Every newly connected asset, from supervisory control and data acquisitions (SCADAs) to edge compute platforms running analytics and smart devices, adds complexity and potential vulnerabilities. End users need greater grid visibility and more digitized field operations, while data volumes at each endpoint continue to grow rapidly. With so many devices, configurations, security policies, and performance requirements to manage, operating these networks manually is no longer practical.
Getting a comprehensive view of how the network is installed, configured, and performing is growing increasingly complex. Managing installations manually is slow, fragmented, and prone to error, making troubleshooting or expanding even more challenging. When IT teams configure networks one command line at a time, they increase the risk of downtime, weaker performance, limited agility, and cybersecurity threats.
Energy-sector pressures intensify the urgency of network automation. Pressures such as:
- Aging infrastructure and unstable networks. Legacy equipment mixed with modern digital systems often creates inconsistent configuration and reliability challenges.
- Information and operational Technology (OT) workforce gaps. The energy sector faces a lack of skilled network engineers who are experienced with advanced OT protocols, substation automation, or deterministic operational networks.
- Escalating cybersecurity risk. Critical infrastructures are targeted progressively. Energy organizations cannot rely on manual configurations, updates, or zero trust segmentation to protect their widespread systems.

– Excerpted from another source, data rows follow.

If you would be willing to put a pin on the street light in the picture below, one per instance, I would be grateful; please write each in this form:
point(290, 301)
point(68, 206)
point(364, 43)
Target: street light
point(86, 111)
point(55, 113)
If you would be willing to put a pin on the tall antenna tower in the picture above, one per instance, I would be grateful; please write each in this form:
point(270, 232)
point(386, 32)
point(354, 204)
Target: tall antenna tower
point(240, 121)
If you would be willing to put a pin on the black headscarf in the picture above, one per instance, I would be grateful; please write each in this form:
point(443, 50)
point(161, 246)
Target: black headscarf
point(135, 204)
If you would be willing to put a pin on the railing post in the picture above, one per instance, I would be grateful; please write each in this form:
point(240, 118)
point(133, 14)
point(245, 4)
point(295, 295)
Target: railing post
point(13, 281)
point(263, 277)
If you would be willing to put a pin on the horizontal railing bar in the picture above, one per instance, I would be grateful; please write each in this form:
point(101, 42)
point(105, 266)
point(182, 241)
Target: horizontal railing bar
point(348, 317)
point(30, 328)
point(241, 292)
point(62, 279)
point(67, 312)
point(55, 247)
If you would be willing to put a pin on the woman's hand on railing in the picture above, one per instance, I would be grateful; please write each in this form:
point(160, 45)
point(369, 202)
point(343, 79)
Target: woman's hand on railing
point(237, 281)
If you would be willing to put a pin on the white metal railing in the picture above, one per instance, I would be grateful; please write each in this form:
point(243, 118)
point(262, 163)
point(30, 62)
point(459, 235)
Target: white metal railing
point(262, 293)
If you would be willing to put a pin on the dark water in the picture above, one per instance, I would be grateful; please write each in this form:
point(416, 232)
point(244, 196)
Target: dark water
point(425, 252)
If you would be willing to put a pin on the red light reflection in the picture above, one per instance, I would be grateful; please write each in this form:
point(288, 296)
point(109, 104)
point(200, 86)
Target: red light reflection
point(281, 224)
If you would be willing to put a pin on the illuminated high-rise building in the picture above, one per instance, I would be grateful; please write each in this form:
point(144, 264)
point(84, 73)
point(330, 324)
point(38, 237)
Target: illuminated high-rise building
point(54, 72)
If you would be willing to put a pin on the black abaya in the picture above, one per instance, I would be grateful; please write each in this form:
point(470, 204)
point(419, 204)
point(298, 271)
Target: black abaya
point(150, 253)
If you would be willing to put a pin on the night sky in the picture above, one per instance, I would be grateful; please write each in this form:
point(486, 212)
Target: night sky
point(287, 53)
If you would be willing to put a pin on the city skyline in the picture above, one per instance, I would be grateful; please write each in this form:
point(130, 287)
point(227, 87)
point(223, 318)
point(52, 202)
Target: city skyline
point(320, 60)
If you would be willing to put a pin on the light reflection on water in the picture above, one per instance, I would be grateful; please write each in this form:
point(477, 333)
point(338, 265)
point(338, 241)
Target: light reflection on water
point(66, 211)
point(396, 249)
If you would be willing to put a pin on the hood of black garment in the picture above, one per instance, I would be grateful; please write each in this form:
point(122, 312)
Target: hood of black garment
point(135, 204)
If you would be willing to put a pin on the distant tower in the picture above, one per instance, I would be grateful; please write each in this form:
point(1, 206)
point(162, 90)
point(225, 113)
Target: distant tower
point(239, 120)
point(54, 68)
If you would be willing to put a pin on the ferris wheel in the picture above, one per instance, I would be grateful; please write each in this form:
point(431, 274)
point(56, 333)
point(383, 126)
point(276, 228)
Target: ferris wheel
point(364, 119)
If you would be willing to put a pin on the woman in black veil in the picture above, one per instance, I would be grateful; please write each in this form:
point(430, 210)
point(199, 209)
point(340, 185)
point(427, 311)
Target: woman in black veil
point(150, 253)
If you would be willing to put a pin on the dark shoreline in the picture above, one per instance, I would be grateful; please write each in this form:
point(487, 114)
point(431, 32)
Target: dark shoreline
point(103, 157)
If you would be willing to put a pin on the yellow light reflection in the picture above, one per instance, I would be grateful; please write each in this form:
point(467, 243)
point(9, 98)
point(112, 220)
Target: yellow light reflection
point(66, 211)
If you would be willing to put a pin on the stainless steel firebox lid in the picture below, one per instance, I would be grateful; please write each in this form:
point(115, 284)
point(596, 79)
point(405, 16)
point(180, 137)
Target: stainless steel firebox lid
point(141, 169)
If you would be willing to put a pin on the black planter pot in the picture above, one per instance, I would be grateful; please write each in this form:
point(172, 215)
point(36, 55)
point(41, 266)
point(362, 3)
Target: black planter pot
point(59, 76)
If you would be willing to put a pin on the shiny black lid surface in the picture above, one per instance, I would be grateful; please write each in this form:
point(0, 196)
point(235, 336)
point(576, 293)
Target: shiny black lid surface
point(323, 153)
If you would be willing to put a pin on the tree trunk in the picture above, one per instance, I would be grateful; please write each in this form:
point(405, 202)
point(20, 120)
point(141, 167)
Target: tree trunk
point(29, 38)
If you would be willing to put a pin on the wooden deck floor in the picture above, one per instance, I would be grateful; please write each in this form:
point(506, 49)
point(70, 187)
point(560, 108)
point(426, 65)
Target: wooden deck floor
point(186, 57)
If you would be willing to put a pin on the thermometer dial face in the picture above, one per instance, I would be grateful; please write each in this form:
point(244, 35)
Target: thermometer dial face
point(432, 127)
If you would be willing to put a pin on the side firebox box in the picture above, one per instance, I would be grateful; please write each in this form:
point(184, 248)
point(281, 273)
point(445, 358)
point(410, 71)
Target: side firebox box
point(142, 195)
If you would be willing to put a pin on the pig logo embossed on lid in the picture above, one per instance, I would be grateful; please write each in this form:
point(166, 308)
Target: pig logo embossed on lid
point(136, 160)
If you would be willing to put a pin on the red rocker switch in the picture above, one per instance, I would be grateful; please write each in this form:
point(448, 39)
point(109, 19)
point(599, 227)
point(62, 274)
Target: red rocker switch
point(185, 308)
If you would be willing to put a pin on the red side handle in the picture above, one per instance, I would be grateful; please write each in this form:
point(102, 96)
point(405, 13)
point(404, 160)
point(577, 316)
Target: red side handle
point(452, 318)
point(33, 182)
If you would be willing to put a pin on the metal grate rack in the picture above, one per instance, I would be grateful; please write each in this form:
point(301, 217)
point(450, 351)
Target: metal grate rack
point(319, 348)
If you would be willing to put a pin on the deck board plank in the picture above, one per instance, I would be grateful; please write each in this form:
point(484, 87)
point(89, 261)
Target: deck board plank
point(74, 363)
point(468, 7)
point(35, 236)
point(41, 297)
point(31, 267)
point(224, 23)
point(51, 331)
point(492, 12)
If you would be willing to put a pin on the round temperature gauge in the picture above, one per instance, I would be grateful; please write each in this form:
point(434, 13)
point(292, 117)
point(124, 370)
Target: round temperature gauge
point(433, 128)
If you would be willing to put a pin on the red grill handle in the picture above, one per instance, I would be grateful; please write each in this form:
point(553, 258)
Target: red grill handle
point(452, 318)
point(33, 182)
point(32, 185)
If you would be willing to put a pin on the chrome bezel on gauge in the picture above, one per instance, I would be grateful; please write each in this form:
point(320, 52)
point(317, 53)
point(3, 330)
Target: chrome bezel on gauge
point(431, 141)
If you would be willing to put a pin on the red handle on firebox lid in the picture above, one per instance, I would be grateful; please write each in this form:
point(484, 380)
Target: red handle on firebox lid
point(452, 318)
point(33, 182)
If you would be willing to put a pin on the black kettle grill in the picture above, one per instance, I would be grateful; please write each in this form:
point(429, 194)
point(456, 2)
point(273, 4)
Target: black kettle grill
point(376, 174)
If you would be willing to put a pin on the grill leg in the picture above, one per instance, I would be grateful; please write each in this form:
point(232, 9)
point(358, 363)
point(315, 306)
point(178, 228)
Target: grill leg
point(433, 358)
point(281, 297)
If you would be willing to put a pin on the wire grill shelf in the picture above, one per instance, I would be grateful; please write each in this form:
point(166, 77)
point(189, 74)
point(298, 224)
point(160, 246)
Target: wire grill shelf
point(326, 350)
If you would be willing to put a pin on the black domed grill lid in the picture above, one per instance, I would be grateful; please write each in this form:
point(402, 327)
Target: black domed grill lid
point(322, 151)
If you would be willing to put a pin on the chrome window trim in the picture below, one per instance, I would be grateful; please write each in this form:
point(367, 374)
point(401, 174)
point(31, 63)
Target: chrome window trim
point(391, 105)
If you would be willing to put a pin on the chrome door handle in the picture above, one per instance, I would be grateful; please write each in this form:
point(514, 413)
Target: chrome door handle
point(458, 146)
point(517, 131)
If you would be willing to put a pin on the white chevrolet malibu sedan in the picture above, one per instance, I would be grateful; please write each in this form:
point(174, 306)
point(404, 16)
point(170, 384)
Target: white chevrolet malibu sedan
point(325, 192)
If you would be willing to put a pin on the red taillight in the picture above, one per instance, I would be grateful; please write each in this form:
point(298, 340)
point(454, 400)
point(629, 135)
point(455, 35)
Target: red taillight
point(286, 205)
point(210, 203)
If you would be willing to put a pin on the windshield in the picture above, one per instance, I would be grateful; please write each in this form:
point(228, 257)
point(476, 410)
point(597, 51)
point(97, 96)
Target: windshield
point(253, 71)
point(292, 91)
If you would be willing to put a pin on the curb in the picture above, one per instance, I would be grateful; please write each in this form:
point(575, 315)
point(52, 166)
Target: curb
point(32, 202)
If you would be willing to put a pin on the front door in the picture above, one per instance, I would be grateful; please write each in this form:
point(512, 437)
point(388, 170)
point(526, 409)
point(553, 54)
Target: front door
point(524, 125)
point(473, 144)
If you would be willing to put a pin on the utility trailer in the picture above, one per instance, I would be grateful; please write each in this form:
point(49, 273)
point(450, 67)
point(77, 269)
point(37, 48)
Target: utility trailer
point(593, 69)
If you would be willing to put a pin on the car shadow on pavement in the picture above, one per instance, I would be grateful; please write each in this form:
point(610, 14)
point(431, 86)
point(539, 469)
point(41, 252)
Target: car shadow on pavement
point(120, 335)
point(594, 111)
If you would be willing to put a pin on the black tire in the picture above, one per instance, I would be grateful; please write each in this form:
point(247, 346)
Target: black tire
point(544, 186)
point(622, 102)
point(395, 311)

- Need to scale with speed. Rapid expansion of DERs, grid-edge devices, and digital field operations requires energy organizations to provision, safeguard, and manage networks at a faster pace than traditional manual methods allow.
- Regulatory and compliance requirements. Standards such as North American Electric Reliability Corporation Critical Infrastructure Protection (NERC CIP), International Electrotechnical Commission (IEC) 61850, and International Society of Automation (ISA)/IEC 62443 demand strict, auditable controls and consistent configuration governance.
- Cost and uptime. Outages caused by misconfigurations or equipment faults carry extreme financial, operational, and safety consequences.